In a statement emailed to ARTnewsletter, Iowa house appropriations chair Scott Raecker (R-Urbandale) said: “The discussion of the potential sale of the Jackson Pollock painting is certainly controversial, yet warrants discussion, as even members of the Board of Regents are split on the idea. I am a firm believer in the legislative process however, and further discussion of the sale of the Pollock painting will not be moved forward this year.”
In “House Study Bill 84,” filed Feb. 9, Raecker suggested the state board of regents explore the possibility of selling Pollock’s 20-foot Mural, 1943, currently owned by the University of Iowa Museum of Art (UIMA) and last appraised at more than $100 million for insurance purposes, by Sotheby’s, in 2008 (ANL, 9/2/08). Recent reports have estimated the value of the painting at up to $140 million.
University of Iowa Museum of Art director Sean O’Harrow said the recent proposal had been met with a storm of protest. In an email to ARTnewsletter, O’Harrow said “there were a great number of people who contacted their legislators, and even the governor, to express their displeasure.”
Mural was given to the university in 1951 by art dealer and Pollock patron Peggy Guggenheim, who had commissioned the work. Museum officials point out that Guggenheim made her intentions about the gift clear nearly 50 years ago. In a letter to then University of Iowa president Virgil Hancher, she wrote: “…it is extremely unpleasant for me that you should sell my gift… If you no longer wish to have this mural in your university I must ask you to return it to me…”

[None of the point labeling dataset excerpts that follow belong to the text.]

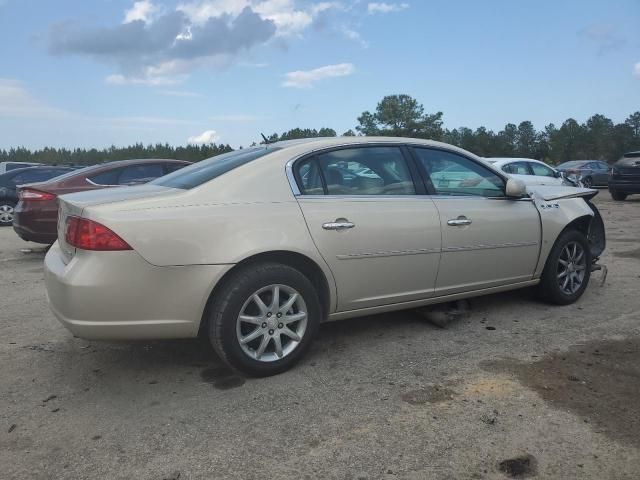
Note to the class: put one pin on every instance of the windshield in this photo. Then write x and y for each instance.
(201, 172)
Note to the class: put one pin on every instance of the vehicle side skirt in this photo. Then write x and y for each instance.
(429, 301)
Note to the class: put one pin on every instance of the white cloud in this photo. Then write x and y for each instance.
(383, 7)
(17, 101)
(288, 17)
(308, 78)
(355, 36)
(118, 79)
(143, 10)
(205, 138)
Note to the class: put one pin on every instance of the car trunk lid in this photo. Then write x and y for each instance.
(553, 192)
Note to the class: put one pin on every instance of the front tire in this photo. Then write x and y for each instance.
(568, 269)
(620, 197)
(264, 319)
(6, 213)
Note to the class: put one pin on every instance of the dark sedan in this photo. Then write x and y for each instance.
(36, 215)
(625, 176)
(591, 173)
(9, 187)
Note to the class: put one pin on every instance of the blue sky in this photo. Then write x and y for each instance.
(101, 72)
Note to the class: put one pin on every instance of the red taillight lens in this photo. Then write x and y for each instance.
(30, 194)
(89, 235)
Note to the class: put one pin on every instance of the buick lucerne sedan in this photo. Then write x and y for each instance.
(255, 248)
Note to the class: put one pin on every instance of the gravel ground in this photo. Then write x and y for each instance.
(515, 389)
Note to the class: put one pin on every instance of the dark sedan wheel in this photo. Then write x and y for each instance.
(264, 318)
(6, 213)
(568, 269)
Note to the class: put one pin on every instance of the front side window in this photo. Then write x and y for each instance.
(542, 170)
(453, 174)
(517, 168)
(357, 171)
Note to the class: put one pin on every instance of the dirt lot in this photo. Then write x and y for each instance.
(517, 389)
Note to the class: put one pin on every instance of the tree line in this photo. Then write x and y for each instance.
(598, 138)
(81, 156)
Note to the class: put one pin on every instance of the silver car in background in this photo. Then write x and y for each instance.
(255, 248)
(591, 173)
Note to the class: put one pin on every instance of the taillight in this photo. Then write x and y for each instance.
(33, 195)
(89, 235)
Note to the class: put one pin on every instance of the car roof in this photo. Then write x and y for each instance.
(316, 143)
(16, 171)
(501, 161)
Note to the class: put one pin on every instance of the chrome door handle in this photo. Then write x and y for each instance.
(338, 225)
(461, 221)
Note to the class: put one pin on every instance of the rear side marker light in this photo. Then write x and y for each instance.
(89, 235)
(30, 194)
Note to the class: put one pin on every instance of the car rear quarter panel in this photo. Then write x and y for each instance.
(555, 215)
(245, 212)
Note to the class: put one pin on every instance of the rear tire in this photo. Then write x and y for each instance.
(264, 319)
(568, 269)
(620, 197)
(6, 213)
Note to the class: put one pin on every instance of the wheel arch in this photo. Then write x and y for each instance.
(307, 266)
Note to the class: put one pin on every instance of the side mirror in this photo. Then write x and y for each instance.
(515, 188)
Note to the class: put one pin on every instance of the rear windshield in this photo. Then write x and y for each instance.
(201, 172)
(629, 162)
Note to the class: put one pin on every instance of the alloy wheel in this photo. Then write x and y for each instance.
(6, 213)
(571, 268)
(272, 323)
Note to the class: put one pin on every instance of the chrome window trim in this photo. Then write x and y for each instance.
(100, 184)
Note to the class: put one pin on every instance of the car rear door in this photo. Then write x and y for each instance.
(380, 238)
(488, 240)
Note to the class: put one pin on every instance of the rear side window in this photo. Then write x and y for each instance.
(517, 168)
(109, 177)
(15, 166)
(31, 176)
(357, 171)
(140, 173)
(541, 170)
(453, 174)
(206, 170)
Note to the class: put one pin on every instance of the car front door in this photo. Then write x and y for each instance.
(488, 240)
(380, 238)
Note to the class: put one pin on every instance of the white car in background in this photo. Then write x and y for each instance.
(531, 172)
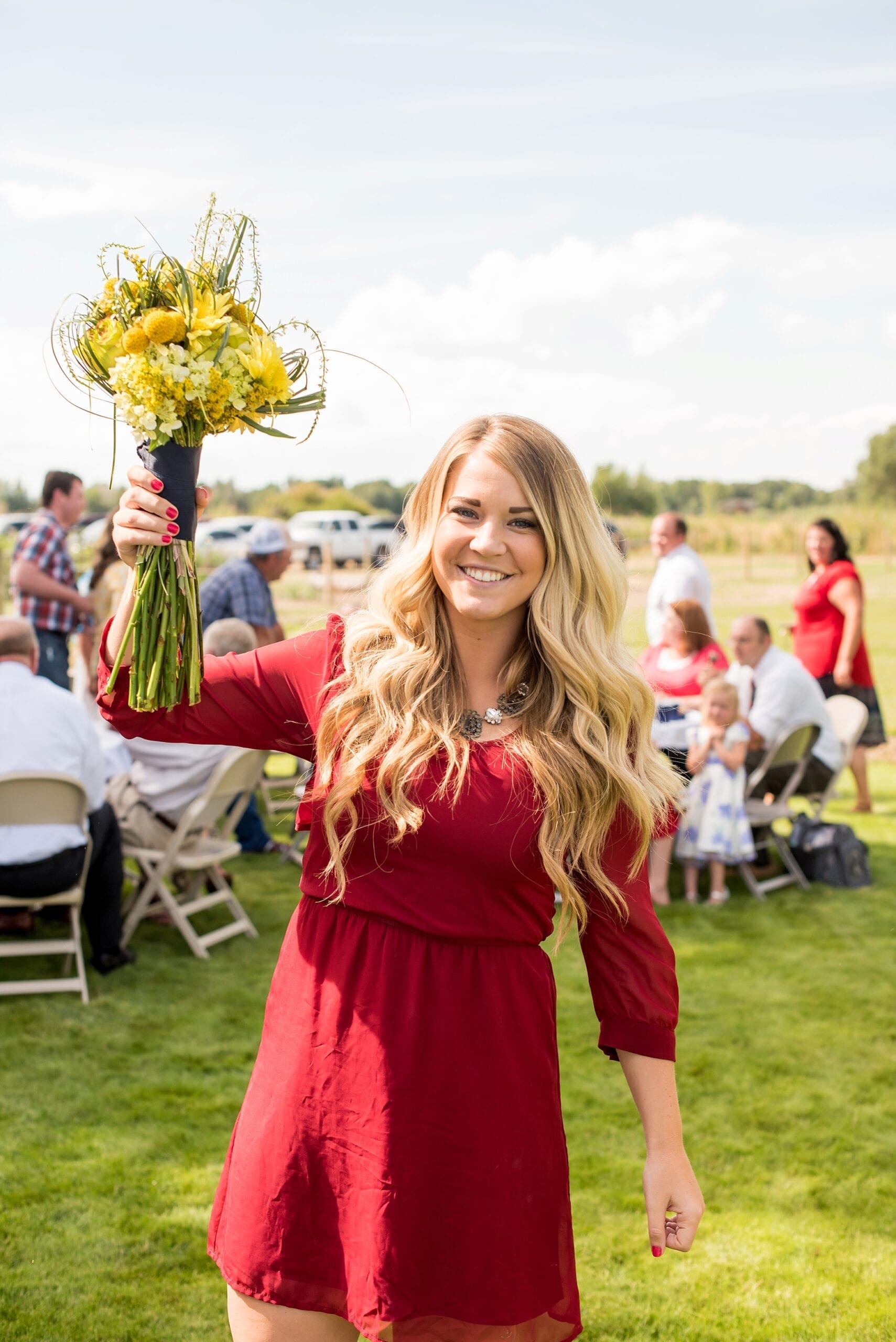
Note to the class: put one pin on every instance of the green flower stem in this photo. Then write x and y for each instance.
(167, 662)
(132, 623)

Analyzing donor intent was also a major issue in the high-profile dispute over Nashville-Tenn.-based Fisk University’s recent efforts to leverage its art collection in the face of financial difficulties. In that case, the donor in question was artist Georgia O’Keeffe, who in 1949 gave Fisk 101 works of art from the collection of her late husband, Alfred Stieglitz.

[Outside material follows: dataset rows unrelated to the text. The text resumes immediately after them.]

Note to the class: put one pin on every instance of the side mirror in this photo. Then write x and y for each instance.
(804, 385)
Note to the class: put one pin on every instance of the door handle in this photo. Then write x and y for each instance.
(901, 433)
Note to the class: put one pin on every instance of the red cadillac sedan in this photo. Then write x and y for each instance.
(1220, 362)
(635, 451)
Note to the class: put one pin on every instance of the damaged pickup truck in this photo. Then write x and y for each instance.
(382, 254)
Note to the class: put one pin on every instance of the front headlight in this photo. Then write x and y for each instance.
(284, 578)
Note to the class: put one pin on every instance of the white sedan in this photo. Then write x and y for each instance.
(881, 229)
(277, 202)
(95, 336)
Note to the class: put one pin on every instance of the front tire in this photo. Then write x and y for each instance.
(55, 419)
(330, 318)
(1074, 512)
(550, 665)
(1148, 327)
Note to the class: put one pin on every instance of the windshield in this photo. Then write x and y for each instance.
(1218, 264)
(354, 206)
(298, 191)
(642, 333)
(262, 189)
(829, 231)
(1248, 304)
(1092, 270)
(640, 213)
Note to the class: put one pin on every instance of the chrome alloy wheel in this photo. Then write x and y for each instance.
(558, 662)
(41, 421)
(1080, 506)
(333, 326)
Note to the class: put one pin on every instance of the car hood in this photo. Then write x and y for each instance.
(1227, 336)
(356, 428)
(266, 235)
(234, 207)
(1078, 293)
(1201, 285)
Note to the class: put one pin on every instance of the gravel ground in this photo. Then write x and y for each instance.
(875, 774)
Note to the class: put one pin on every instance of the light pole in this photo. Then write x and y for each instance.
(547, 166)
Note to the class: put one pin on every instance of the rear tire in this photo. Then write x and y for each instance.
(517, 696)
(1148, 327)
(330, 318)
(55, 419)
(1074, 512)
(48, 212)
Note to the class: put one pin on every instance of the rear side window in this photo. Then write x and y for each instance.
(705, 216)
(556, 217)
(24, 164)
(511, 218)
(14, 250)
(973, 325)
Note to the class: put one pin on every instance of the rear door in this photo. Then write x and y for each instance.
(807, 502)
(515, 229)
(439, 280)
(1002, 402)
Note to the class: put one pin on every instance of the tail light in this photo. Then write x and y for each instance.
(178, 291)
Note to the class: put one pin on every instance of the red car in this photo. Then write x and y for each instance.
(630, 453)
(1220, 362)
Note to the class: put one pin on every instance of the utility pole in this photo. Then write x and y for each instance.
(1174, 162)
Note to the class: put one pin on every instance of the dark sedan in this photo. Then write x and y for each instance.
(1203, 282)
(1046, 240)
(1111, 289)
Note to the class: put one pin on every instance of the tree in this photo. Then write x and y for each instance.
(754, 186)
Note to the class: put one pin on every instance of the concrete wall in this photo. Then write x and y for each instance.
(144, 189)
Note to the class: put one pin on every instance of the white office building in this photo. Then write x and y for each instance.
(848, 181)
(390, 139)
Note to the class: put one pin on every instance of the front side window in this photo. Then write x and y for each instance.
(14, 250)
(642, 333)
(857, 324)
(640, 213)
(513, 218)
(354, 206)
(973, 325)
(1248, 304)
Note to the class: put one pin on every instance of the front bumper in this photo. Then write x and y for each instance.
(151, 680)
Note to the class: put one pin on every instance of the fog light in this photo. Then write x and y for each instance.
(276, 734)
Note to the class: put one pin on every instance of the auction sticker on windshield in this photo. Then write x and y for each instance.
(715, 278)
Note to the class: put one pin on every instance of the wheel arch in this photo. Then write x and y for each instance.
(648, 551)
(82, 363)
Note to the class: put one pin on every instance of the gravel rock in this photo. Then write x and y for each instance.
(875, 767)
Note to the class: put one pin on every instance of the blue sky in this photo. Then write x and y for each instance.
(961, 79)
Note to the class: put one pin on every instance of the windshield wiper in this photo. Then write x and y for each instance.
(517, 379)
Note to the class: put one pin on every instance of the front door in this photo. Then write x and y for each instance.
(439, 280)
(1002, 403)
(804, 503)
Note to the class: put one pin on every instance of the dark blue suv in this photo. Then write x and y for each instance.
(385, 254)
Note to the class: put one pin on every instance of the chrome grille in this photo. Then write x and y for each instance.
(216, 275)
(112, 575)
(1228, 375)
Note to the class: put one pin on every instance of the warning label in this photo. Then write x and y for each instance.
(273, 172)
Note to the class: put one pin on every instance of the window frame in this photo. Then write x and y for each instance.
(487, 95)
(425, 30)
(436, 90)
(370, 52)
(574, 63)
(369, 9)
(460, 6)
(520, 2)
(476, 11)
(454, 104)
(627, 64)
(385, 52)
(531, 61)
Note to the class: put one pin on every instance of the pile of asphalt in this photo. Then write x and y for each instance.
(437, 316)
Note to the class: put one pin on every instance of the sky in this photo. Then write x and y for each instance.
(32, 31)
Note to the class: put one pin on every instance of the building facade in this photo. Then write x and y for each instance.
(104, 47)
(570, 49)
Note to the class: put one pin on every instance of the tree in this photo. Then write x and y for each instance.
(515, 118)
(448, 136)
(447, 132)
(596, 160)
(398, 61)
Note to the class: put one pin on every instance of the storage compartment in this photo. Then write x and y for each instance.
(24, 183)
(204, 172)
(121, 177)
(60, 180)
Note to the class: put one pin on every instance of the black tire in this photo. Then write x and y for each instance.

The?Tennessee state attorney general, which opposed the school’s efforts to sell all or part of the collection, pointed to letters O’Keeffe had written to the school after making her gift.
Court papers cited a 1951 letter from O’Keeffe to then university president Charles Johnson, in which she expressed concern about the school’s ability to care for the collection: “You know I made considerable effort to get the part of the Stieglitz Collection I sent to you on the walls… You do not seem to have anyone to take care of it or utilize it and you have written me nothing about air conditioning or controlling dust and humidity… Would you like to consider letting me withdraw the collection?”

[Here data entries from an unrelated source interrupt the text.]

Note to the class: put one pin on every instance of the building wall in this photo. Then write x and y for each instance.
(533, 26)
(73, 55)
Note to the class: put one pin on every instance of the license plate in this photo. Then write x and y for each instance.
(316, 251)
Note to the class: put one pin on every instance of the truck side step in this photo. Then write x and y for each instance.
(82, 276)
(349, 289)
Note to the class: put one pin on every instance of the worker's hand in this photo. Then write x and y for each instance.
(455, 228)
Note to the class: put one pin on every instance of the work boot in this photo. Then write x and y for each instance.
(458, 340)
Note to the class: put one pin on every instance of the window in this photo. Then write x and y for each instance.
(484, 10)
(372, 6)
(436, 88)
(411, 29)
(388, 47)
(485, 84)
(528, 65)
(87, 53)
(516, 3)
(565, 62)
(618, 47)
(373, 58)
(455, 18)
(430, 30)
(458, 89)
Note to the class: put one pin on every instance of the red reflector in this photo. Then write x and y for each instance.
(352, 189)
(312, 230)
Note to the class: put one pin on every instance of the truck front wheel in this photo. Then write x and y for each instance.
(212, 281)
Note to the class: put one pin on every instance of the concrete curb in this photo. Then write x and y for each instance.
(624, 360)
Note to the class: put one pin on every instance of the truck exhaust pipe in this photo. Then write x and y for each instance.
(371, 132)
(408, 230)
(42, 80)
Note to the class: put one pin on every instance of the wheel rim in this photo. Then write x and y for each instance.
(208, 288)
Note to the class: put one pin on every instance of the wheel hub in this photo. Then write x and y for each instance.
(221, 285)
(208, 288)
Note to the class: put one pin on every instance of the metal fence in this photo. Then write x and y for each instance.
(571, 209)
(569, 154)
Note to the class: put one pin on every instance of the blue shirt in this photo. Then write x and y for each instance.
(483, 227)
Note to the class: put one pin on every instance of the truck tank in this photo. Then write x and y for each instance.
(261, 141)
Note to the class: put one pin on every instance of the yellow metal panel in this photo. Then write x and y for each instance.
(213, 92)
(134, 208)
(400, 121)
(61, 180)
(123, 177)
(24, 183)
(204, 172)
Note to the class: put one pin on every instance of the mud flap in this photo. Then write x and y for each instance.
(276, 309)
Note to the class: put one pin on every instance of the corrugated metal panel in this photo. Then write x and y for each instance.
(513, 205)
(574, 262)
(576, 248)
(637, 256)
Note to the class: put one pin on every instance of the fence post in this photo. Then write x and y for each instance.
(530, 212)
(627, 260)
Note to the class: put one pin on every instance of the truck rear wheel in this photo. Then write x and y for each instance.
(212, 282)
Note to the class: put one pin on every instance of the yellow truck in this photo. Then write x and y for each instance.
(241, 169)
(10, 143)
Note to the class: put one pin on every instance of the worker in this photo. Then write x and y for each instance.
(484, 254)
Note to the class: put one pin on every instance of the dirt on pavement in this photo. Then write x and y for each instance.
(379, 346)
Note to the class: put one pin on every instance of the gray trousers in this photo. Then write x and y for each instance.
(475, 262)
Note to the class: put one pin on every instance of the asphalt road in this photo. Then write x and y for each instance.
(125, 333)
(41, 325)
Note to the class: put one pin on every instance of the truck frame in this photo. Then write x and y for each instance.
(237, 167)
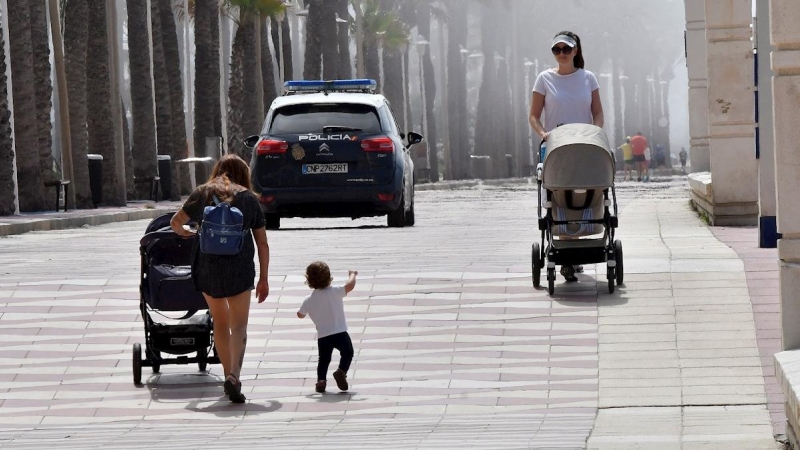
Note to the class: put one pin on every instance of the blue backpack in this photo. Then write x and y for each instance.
(222, 230)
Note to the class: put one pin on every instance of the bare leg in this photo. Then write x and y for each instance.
(222, 330)
(239, 312)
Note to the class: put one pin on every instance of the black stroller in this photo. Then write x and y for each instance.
(166, 286)
(577, 205)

O’Keeffe concluded, “If you find the Collection too much of a problem and wish to consider giving it up, let me know so that I can plan what to do with it next.” The letter prompted a response from Johnson reaffirming the school’s commitment to the collection and expressing gratitude for the gift.
Museum officials and art experts said that sales such as the proposed sale of Pollock’s Mural, in which the proceeds would be earmarked for scholarships, would violate American Association of Museums guidelines, which prohibit the use of art-sale proceeds for any purpose other than accessioning other works.
O’Harrow further said that such a sale would “send the worst kind of signal that gifts are not valued and that in some cases the wishes of the donors will not be adhered to.”